Campement Notre-Dame. Crédit photo : François Roy, archives de La Presse.
Les campements qui abritent des personnes en situation d’itinérance sont de plus en plus nombreux et visibles à Montréal. L’un des plus connus, situé sur la rue Notre-Dame Est, dans l’arrondissement de Mercier–Hochelaga-Maisonneuve, illustre de manière saisissante l’ampleur croissante de la crise de l’itinérance qui sévit à l’échelle de la province.
Le 5 juin dernier, les personnes habitant ce campement ont reçu un avis d’éviction leur enjoignant de quitter les lieux au plus tard le 10 juin, sans qu’aucune solution de relogement ne leur soit proposée. Ce sont 30 personnes marginalisées et vulnérables — dont plusieurs vivent avec des troubles de santé mentale ou de consommation — qui ont ainsi été sommées de quitter les lieux dans un délai de 5 jours, sous peine de voir leurs effets personnels jetés sans autre préavis.
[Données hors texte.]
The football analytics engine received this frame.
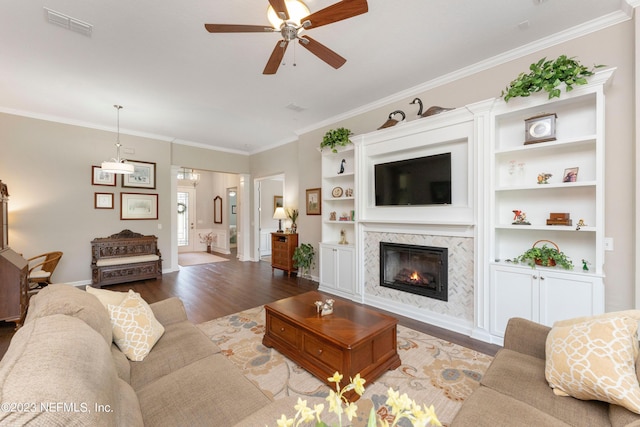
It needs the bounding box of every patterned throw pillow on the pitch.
[545,310,640,414]
[108,290,164,362]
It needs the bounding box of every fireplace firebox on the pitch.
[380,242,449,301]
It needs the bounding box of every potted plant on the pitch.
[285,209,300,234]
[292,243,316,277]
[513,240,573,270]
[500,55,604,102]
[320,128,352,153]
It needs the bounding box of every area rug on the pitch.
[198,306,492,425]
[178,252,229,267]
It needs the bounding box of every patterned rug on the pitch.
[198,306,492,425]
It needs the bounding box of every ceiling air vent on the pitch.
[44,7,93,37]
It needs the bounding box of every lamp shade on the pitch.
[101,162,135,175]
[273,208,287,219]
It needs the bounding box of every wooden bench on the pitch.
[91,230,162,288]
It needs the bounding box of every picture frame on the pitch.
[562,167,580,182]
[122,160,156,190]
[91,166,116,187]
[120,193,158,220]
[273,196,284,212]
[93,193,113,209]
[306,188,322,215]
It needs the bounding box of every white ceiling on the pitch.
[0,0,638,153]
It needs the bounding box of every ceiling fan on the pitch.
[204,0,369,74]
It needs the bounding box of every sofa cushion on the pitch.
[108,290,164,361]
[0,314,142,426]
[452,386,572,427]
[131,321,220,391]
[480,349,609,427]
[545,315,640,413]
[25,284,113,344]
[137,354,275,427]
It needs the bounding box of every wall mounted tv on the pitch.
[374,153,451,206]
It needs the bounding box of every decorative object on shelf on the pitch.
[307,188,322,215]
[538,172,553,184]
[378,110,407,130]
[198,231,218,253]
[277,372,442,427]
[273,207,287,233]
[314,298,336,316]
[500,55,604,102]
[562,167,579,182]
[338,230,349,245]
[524,113,558,145]
[93,193,113,209]
[320,128,352,153]
[286,209,300,234]
[291,243,316,277]
[101,105,134,176]
[513,240,573,270]
[547,212,573,226]
[122,161,156,189]
[511,209,531,225]
[409,98,455,117]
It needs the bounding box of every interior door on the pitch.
[178,187,196,253]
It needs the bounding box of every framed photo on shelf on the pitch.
[93,193,113,209]
[307,188,322,215]
[122,160,156,190]
[120,193,158,219]
[91,166,116,187]
[562,168,579,182]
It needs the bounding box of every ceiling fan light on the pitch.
[101,159,135,175]
[267,0,311,29]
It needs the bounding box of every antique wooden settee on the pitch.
[91,230,162,288]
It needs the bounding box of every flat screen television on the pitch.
[374,153,451,206]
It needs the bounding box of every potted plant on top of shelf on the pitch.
[513,240,573,270]
[292,243,316,277]
[500,55,604,102]
[320,128,352,153]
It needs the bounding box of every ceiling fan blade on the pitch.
[204,24,275,33]
[298,36,347,69]
[262,40,289,74]
[269,0,289,21]
[300,0,369,28]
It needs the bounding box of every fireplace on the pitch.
[380,242,448,301]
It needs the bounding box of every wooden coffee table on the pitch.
[262,291,400,394]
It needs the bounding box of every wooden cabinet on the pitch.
[490,265,604,337]
[271,233,298,276]
[0,248,29,325]
[319,243,358,299]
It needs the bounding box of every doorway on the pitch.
[177,187,196,253]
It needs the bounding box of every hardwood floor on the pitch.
[0,254,500,355]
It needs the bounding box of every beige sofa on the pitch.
[0,285,312,427]
[451,318,640,427]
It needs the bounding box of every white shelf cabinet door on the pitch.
[490,265,540,337]
[320,243,356,298]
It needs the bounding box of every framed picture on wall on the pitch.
[307,188,322,215]
[91,166,116,187]
[93,193,113,209]
[122,160,156,189]
[120,193,158,219]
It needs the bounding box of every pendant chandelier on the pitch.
[102,105,134,175]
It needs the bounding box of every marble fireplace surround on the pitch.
[360,223,475,335]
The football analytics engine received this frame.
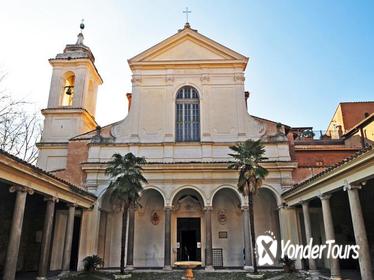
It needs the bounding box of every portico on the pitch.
[0,151,96,280]
[282,147,374,280]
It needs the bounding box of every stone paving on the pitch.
[60,270,306,280]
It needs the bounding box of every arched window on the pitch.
[175,86,200,142]
[61,72,75,106]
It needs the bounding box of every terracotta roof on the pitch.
[343,113,374,137]
[0,149,97,198]
[282,146,373,195]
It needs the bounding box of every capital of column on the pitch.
[318,193,332,200]
[43,196,59,202]
[9,185,34,195]
[277,202,292,210]
[66,202,78,208]
[299,200,309,207]
[164,205,174,211]
[343,181,361,192]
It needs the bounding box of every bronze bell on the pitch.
[65,86,73,96]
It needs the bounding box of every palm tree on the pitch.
[105,153,147,274]
[228,139,269,273]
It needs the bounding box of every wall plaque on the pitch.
[217,209,227,225]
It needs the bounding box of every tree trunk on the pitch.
[248,192,257,273]
[120,206,129,274]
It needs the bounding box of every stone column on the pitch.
[126,206,135,270]
[204,206,213,270]
[3,186,34,280]
[242,206,252,270]
[62,204,75,272]
[344,182,374,280]
[302,201,318,279]
[320,194,341,279]
[164,206,172,270]
[37,197,57,280]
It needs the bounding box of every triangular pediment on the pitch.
[129,28,248,68]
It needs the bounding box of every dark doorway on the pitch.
[177,218,201,261]
[70,216,81,271]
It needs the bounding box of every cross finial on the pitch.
[183,7,192,23]
[79,18,84,33]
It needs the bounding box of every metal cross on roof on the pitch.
[183,7,192,23]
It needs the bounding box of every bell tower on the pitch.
[37,22,103,170]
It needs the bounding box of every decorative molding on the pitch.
[203,206,213,211]
[234,73,245,82]
[131,75,142,84]
[318,193,332,200]
[200,74,210,83]
[165,75,174,84]
[9,185,34,195]
[43,196,59,203]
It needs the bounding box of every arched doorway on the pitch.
[134,189,165,268]
[171,188,205,262]
[212,188,244,267]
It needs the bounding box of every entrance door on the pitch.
[177,218,201,261]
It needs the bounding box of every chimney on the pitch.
[126,92,132,112]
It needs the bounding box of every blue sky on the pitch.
[0,0,374,129]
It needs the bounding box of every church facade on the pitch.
[37,23,299,270]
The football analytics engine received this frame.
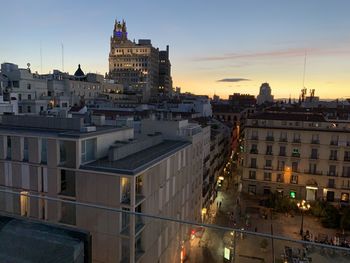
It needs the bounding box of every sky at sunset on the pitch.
[0,0,350,98]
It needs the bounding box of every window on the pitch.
[293,133,301,143]
[249,171,256,180]
[7,136,12,159]
[292,148,300,157]
[344,151,350,162]
[20,191,29,216]
[328,165,337,176]
[310,149,318,159]
[329,150,338,160]
[277,161,285,171]
[265,160,272,169]
[23,137,28,162]
[41,138,47,164]
[250,158,256,168]
[292,162,298,172]
[280,132,287,142]
[328,179,335,188]
[331,135,339,145]
[81,139,96,163]
[248,184,256,195]
[250,144,258,154]
[311,134,320,144]
[279,146,286,156]
[340,193,349,202]
[60,170,75,196]
[266,145,272,155]
[276,174,284,183]
[264,172,271,181]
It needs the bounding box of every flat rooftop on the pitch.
[0,124,130,138]
[0,216,90,263]
[80,140,190,175]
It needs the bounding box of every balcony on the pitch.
[327,171,338,176]
[266,136,275,142]
[304,169,323,175]
[292,153,300,158]
[330,140,338,146]
[250,148,258,154]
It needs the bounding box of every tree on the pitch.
[340,207,350,230]
[321,204,340,228]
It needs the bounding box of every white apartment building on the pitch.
[242,112,350,204]
[0,116,203,262]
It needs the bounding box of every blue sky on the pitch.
[0,0,350,98]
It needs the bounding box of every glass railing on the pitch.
[0,189,350,262]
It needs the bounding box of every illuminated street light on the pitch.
[297,200,311,236]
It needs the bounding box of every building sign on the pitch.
[289,191,297,199]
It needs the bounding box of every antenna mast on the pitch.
[303,50,306,89]
[61,43,64,72]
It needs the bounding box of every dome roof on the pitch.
[74,64,85,78]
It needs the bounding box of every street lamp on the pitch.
[297,200,311,236]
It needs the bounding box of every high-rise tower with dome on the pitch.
[108,20,171,101]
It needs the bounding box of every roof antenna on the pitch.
[40,41,43,74]
[303,50,306,89]
[61,43,64,72]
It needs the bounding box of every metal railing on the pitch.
[0,188,350,263]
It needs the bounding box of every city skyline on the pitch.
[0,1,350,98]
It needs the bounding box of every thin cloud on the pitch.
[194,48,350,61]
[217,78,250,82]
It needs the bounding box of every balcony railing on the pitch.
[304,169,323,175]
[327,171,338,176]
[0,186,350,263]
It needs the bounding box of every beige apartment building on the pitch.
[0,116,203,262]
[242,112,350,204]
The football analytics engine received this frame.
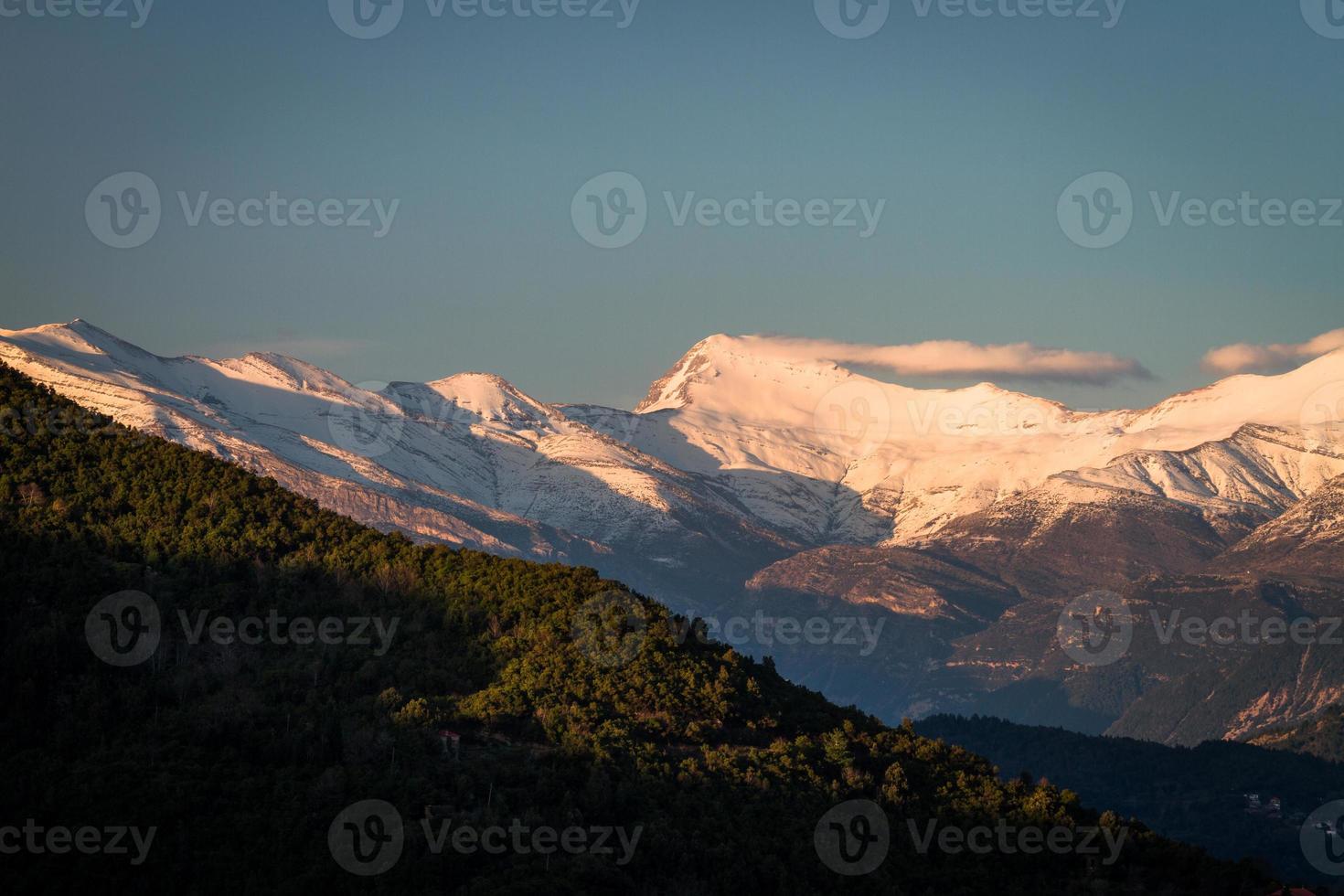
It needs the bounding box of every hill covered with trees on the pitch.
[0,368,1269,895]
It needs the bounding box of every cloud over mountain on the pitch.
[743,336,1152,386]
[1203,328,1344,375]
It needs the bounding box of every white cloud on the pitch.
[203,335,368,361]
[744,336,1152,386]
[1204,329,1344,375]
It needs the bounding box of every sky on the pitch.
[0,0,1344,407]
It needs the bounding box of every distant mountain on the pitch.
[1252,704,1344,763]
[0,367,1272,896]
[917,716,1344,884]
[0,321,1344,743]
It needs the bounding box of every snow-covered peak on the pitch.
[425,372,558,426]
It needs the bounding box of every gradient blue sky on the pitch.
[0,0,1344,407]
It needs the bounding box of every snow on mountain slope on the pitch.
[582,336,1344,544]
[0,321,1344,563]
[0,321,778,591]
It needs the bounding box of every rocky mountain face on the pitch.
[0,321,1344,743]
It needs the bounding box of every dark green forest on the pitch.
[917,716,1344,884]
[0,368,1270,896]
[1252,704,1344,767]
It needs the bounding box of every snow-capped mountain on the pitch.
[0,321,1344,736]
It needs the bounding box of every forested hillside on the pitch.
[0,369,1267,895]
[917,716,1344,882]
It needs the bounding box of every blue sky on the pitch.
[0,0,1344,407]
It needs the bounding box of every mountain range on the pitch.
[0,320,1344,743]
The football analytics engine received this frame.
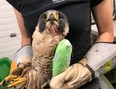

Face à cette situation, la Clinique juridique itinérante a rapidement déposé une requête d’urgence visant à suspendre le démantèlement du campement, qui a été accordée par la Cour supérieure le 18 juin. Cette décision du juge Babak Barin s’inscrit dans une tendance que l’on constate de plus en plus dans la jurisprudence hors Québec : lorsqu’il n’existe pas de solutions de rechange adéquates permettant le relogement, les évictions des campements doivent être suspendues afin de protéger les personnes qui y vivent. Et à Montréal, les ressources d’hébergement d’urgence œuvrent, rappelons-le, au maximum de leur capacité tout au long de l’année.
Ainsi, le tribunal imposait au ministère des Transports et de la Mobilité durable du Québec l’obligation de cesser les démarches de démantèlement pour une période de 10 jours. L’injonction provisoire est renouvelable pour des périodes additionnelles de 10 jours, à la discrétion de la cour.
Contrairement à ce qui s’est produit lors de plus de 400 évictions de campements qui ont eu lieu dans la Ville de Montréal en 2024, ce sursis temporaire offre un répit à la communauté vivant aux abords de la rue Notre-Dame Est. Les organismes communautaires qui œuvrent dans le secteur de l’itinérance réitèrent que le démantèlement de campements, en l’absence de solutions concrètes, ne fait que déplacer le problème. Il compromet également les liens de confiance établis entre les intervenant·e·s et les personnes en situation d’itinérance. Or, ces liens sont essentiels pour amorcer un processus de réaffiliation sociale.
Que faire, alors ? Montréal doit s’inspirer des meilleures pratiques et moderniser son approche, en établissant, par exemple, des protocoles d’intervention clairs et efficaces. Un rapport publié en janvier dernier par un comité d’experts (dont j’étais membre) créé par la Ville de Montréal et présidé par son ancien commissaire à l’itinérance recommandait d’ailleurs l’adoption d’un tel cadre réglementaire unifié à l’échelle de tous les arrondissements. Sa raison d’être serait d’encadrer, de manière temporaire et tolérante, la présence de campements, tout en assurant le déploiement des services essentiels directement sur place. L’objectif : améliorer les conditions de vie des personnes qui y résident et favoriser leur accompagnement vers des solutions durables de relogement. Le rapport présente 15 pistes d’action concrètes qui font l’objet d’un large consensus, et appelle à un leadership partagé entre les autorités municipales et les CIUSSS.
Il faut entre autres créer une équipe d’intervention multifonctionnelle en espace public (E-MEP) qui pourra établir des liens avec les résident·e·s des campements. Elle pourra évaluer leurs besoins et préparer, en collaboration avec les personnes visées, un plan de sortie, tout en assurant que leurs besoins immédiats d’hygiène et de santé sont assouvis.
Le jugement du 18 juin dernier envoie un message clair : les campements ne devraient pas être démantelés sans offre alternative, et l’itinérance doit être abordée avec humanité, rigueur et vision. Il revient désormais aux gouvernements, aux institutions publiques et aux acteurs et actrices communautaires de transformer ce moment en levier de changement. Ensemble, nous devons bâtir des réponses durables, inclusives et respectueuses des droits fondamentaux, afin que chaque personne puisse retrouver un ancrage, une dignité et une place dans la communauté.